Ryan provided the pregame headline fodder by proclaiming his battle with Peyton Manning was "personal." It seemed like his usual needless provocation until Manning was reduced to a frustrated pile of playoff rubble.
Now Rex is tugging on Brady's cape. Ryan knew Peyton Manning. He worked against Peyton Manning.
Tom, you're no Peyton Manning.
Instead of watching the Jets-Colts game Saturday night, Brady went to the play "Lombardi."
"Peyton Manning would have been watching our game," Ryan said.
Maybe not if he'd had a chance to hit Broadway with Gisele Bundchen. Brady said kept up with the score and caught the second half on TV. Just to make sure there would be more headlines, Ryan groused about Brady's antics during their last meeting.
After throwing a touchdown to make it 38-3, Brady supposedly pointed at the Jets' bench in taunting glee.
"At least I didn't point to my feet and tell Rex to kiss them," Brady said.
Oh, if only that were true. In keeping with New England tradition, Brady has sprinted for the exit whenever a reporter asked about Ryan, the Jets' rivalry, the weather, etc. The Patriots embody their coach, and it's hard to argue with an approach that's delivered the closest thing to a modern-day NFL dynasty.
It's a lot easier to say Ryan has put unnecessary pressure on his team, and it's eventually going to catch up with him. That's what people were saying last year when the Jets seemed to fall apart in December.
That's what they were saying this year when the same thing happened. Then, the Jets have backed up their coach's bravado.

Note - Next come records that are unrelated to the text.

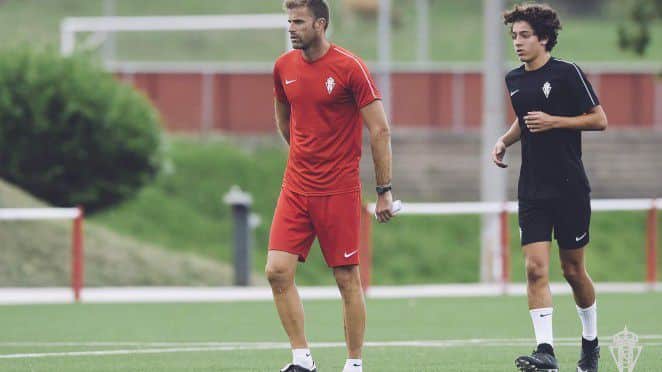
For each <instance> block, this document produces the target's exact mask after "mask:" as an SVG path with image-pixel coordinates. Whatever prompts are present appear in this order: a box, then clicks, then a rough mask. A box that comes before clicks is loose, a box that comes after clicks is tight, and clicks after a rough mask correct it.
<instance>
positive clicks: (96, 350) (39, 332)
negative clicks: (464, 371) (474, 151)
mask: <svg viewBox="0 0 662 372" xmlns="http://www.w3.org/2000/svg"><path fill="white" fill-rule="evenodd" d="M304 306H305V309H306V327H307V335H308V338H309V340H310V341H311V342H312V351H313V356H314V358H315V359H316V361H317V363H318V365H319V370H320V371H334V370H335V371H339V370H340V369H341V368H342V365H343V363H344V358H345V357H346V356H345V349H344V346H343V330H342V320H341V314H340V311H341V310H340V309H341V304H340V302H339V301H306V302H305V303H304ZM598 306H599V307H598V309H599V315H598V319H599V332H600V337H601V340H602V342H601V343H602V346H603V349H602V359H601V363H602V368H601V371H603V372H605V371H616V367H615V364H614V362H613V360H612V358H611V355H610V353H609V349H608V344H609V343H610V340H609V337H608V336H611V335H613V334H615V333H617V332H619V331H621V330H623V328H624V326H625V325H627V327H628V329H629V330H631V331H633V332H635V333H637V334H638V335H640V336H643V337H642V338H641V340H640V344H642V345H643V351H642V353H641V356H640V358H639V362H638V363H637V368H636V371H637V372H646V371H648V372H653V371H655V372H658V371H660V370H662V323H661V322H660V321H659V309H660V307H662V296H660V294H636V295H635V294H620V295H617V294H610V295H603V296H599V299H598ZM0 322H1V323H2V333H1V335H0V371H33V372H41V371H49V372H50V371H67V372H79V371H80V372H82V371H141V372H151V371H159V372H160V371H277V370H278V369H279V368H280V367H281V366H282V365H284V364H285V363H286V362H288V360H289V358H290V352H289V350H288V345H287V344H286V342H287V339H286V337H285V334H284V332H283V331H282V329H281V327H280V324H279V322H278V318H277V314H276V311H275V309H274V307H273V304H272V303H270V302H250V303H212V304H104V305H101V304H83V305H38V306H0ZM580 329H581V325H580V322H579V319H578V317H577V313H576V311H575V308H574V303H573V302H572V299H571V297H570V296H569V295H564V296H557V297H556V301H555V312H554V330H555V337H556V344H557V345H556V351H557V356H558V357H559V360H560V362H561V370H562V371H570V370H574V363H575V362H576V359H577V357H578V352H579V346H578V341H579V335H580ZM532 337H533V335H532V327H531V322H530V318H529V314H528V312H527V310H526V298H525V297H494V298H439V299H410V300H368V330H367V336H366V340H367V341H368V344H367V346H366V348H365V352H364V365H365V367H366V371H380V372H383V371H449V372H450V371H452V372H458V371H514V370H515V367H514V364H513V360H514V358H515V357H516V356H517V355H519V354H522V353H529V352H530V351H531V349H532V348H533V346H534V345H533V339H532ZM452 340H454V341H452ZM405 341H421V342H423V341H426V342H427V343H426V345H427V346H416V347H413V346H402V342H405ZM397 342H400V344H398V343H397ZM265 343H266V344H265ZM398 345H399V346H398ZM67 352H69V353H80V354H79V355H76V354H73V355H63V354H61V353H67ZM94 352H96V354H95V353H94ZM112 352H115V353H116V354H115V355H113V354H112ZM46 353H50V355H44V354H46ZM17 354H19V355H17ZM20 354H33V355H22V356H21V355H20ZM7 355H14V357H13V358H8V357H7Z"/></svg>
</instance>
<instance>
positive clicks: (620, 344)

It's not all due to the runaway train located where Rex's mouth is. But the Ryan Express certainly hasn't hurt proceedings.
Every other coach bows prostate before Brady and Manning. What do you have to lose by trying to get inside their heads?
You can lose face, which most coaches hate. Ryan can handle it. That's why he's getting personal this week with the modern-day Lombardi.
"This is about Bill Belichick vs. Rex Ryan," he said.
It looks like a blowout. But the Jets have won three road playoff games in two years under Ryan. When they win Sunday, it will be an event worthy of a new play to hit Broadway.
Ryan will be happy to leave tickets for Mr. and Mrs. Brady.